Baseamo-nos, enfim, em matéria de interpretação, metodologia e argumentação jurídicas (i.e., de “gramática do Direito”), (i) no facto óbvio de que o juiz também cria Direito, pois não há leis perfeitas que resolvam os litígios da vida em sociedade, (ii) na destrinça básica entre o nosso art. 9º do CC e a interpretação de normas da Constituição e (iii) nas conhecidas obras essenciais, em parte tributárias da Jurisprudência de tribunais superiores e ou constitucionais europeus dos últimos 60 anos, de Karl Larenz, de J. Oliveira Ascensão, de Aleksander Peczenik (On Law and Reason, 2ª ed., Dordrecht, ed. Springer, 2008) e ainda de Robert Alexy (A construção dos direitos fundamentais, trad., in: Direito & Política, nº 6 (2014), Loures, pp. 38-48, The Weight Formula, in: Studies In the Philosophy of Law, org. Jerzy Stelmach, Bartosz Brożek & Wojciech Załuski, vol. 3, 9 (2007), Krakau, pp. 20-26, e A Theory of Legal Argumentation: The Theory of Rational Discourse as Theory of Legal Justification, trad., Oxford, O.U.P., 2009, pp. 177 ss e 211 ss), o qual sublinha que quanto mais intensa for a lesão de um princípio ou direito fundamental, tanto maior deve ser a certeza das premissas que sustentam essa lesão; esta é a importante “lei epistémica da ponderação”.

Vejamos, pois.

1

Introdução

Em execução de sentença anulatória, a Administração deve praticar todos os actos jurídicos e operações materiais que se tomem necessários à reintegração da ordem jurídica violada, segundo o critério da reconstituição da situação actual hipotética, incumbindo-lhe eliminar da ordem jurídica os efeitos positivos ou negativos que o acto ilegal tenha produzido e reconstituir, na medida possível, a situação que existiria actualmente se o acto ilegal não tivesse sido praticado (cf. artigo 173º do CPTA; MÁRIO AROSO/C.C., Comentário ao CPTA, 3ªed., na anot. ao artigo 173º, e a jurisprudência ali referida).

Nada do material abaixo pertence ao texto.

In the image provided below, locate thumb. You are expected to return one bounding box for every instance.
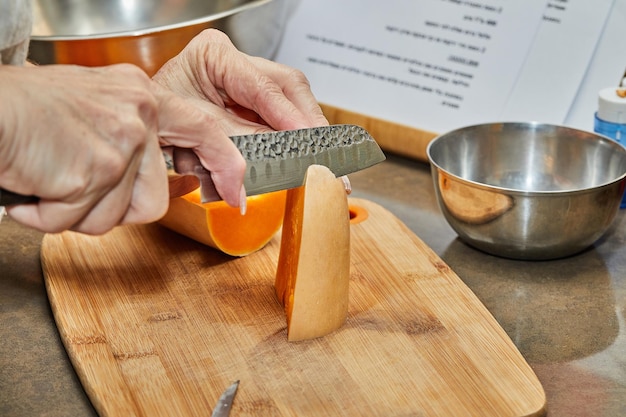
[155,83,246,207]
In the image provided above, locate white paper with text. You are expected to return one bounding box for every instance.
[500,0,612,124]
[276,0,546,132]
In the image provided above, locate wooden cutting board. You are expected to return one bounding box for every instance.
[41,199,545,417]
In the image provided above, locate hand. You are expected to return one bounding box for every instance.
[153,29,328,136]
[0,65,245,234]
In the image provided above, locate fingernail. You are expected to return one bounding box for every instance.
[239,184,248,216]
[341,175,352,194]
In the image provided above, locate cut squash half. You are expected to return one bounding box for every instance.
[159,189,286,256]
[274,165,350,341]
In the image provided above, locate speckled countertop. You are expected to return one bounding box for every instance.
[0,156,626,417]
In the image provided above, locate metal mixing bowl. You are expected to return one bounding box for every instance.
[29,0,289,75]
[427,123,626,260]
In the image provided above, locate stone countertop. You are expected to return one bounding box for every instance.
[0,155,626,417]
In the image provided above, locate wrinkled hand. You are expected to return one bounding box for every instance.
[0,65,245,234]
[153,29,328,136]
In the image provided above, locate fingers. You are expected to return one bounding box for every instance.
[5,65,168,234]
[178,29,328,130]
[156,89,246,207]
[249,57,328,127]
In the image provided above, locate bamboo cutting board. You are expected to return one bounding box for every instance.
[41,199,545,417]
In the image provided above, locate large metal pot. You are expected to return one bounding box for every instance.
[29,0,290,75]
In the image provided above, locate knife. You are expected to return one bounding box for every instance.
[0,124,385,206]
[211,380,239,417]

A Administração, por força do julgado anulatório, fica constituída no dever de substituir o acto ilegal por um acto legal ou, sendo tal impossível ou inútil, fica obrigada a reconstituir a situação que existiria se aquele acto não tivesse sido praticado, cumprindo ao Tribunal, e verificando-se desacordo entre as partes, especificar os actos em que o cumprimento do julgado se deve materializar e o prazo dentro do qual tal deve ser feito - cf. artigos 173.º e 179.º do CPTA.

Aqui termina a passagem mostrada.